12:18, Saturday 5 Jul., 2003

Science historians ponder naming 'enemies' in science literature [via robotwisdom]. For example,

"The kind of rhetoric that is used in the context of invasive species is completely ghastly. No one thinks very much about what all the metaphors mean. Haven't species moved around the globe all the time? Isn't it a prime example of evolution at work when a 'invasive' species comes in and actually out-competes a so-called 'native' species? Isn't this the competition that we teach everyone about in introductory biology that leads to adaptation?" Laubichler said. "Yet the metaphors lead us to assume that this is 'unnatural.' This can easily turn into something that gets completely out of hand."

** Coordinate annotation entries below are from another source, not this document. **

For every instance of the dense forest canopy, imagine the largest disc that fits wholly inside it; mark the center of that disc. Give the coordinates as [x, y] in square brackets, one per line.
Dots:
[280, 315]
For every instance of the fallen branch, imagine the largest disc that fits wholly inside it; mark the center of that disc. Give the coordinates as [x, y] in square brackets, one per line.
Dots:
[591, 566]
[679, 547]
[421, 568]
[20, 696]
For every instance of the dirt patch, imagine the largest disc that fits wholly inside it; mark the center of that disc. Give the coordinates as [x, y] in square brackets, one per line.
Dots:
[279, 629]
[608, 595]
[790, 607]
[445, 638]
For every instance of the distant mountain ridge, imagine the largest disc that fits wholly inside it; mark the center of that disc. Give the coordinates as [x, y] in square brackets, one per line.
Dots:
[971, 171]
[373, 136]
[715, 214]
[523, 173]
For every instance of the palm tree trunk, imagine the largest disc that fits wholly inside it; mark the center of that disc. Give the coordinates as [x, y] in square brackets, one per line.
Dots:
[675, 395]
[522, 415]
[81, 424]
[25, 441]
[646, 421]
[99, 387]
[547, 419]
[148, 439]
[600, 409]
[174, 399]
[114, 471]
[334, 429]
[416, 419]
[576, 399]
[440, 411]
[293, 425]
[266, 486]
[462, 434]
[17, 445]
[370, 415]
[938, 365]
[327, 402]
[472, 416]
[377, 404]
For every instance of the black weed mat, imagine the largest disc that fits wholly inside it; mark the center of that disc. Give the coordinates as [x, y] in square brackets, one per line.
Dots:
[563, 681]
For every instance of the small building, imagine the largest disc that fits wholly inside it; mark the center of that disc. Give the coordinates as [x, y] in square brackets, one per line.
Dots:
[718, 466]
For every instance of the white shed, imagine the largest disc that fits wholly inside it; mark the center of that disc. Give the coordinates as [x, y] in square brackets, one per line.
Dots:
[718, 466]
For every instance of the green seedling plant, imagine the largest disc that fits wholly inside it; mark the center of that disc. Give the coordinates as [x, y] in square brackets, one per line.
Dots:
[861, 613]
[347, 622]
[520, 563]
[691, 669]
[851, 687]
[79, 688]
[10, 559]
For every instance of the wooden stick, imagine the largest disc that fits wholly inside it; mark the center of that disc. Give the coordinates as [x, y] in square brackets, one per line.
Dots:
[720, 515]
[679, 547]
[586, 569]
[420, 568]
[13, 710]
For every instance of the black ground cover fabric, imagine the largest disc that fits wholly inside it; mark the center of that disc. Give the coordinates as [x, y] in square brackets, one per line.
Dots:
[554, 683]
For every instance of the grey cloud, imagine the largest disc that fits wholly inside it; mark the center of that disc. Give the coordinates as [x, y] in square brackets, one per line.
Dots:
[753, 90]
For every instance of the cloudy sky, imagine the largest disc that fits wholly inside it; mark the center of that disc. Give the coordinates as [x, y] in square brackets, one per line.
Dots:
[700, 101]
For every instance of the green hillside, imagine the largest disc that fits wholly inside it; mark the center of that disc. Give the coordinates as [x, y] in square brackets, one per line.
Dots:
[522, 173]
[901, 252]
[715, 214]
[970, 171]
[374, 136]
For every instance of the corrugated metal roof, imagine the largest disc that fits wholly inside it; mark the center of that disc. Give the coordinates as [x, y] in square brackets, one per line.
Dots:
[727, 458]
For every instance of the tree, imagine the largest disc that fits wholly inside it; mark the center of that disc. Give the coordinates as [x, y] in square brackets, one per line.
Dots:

(Related thought: We use the word 'expect' for unconscious unexpectations, or rather, implicit understandings of the behaviour of things, even though we shouldn't: we don't 'expect' the sound from the radio to devolve into pack struggle, alpha phonemes dominating words, re-packing into different meanings as the constitution of the pack changes according to the echo pattern of the room. That's not an axis of variation. But whereas I positively expect to be hungry later (if I don't eat), I don't 'expect' in the same way the absence of all the constraints that make radio radio, and I don't have an 'expectation' of radio (expectation is too active), but I can recognise it when it's there. New word needed.)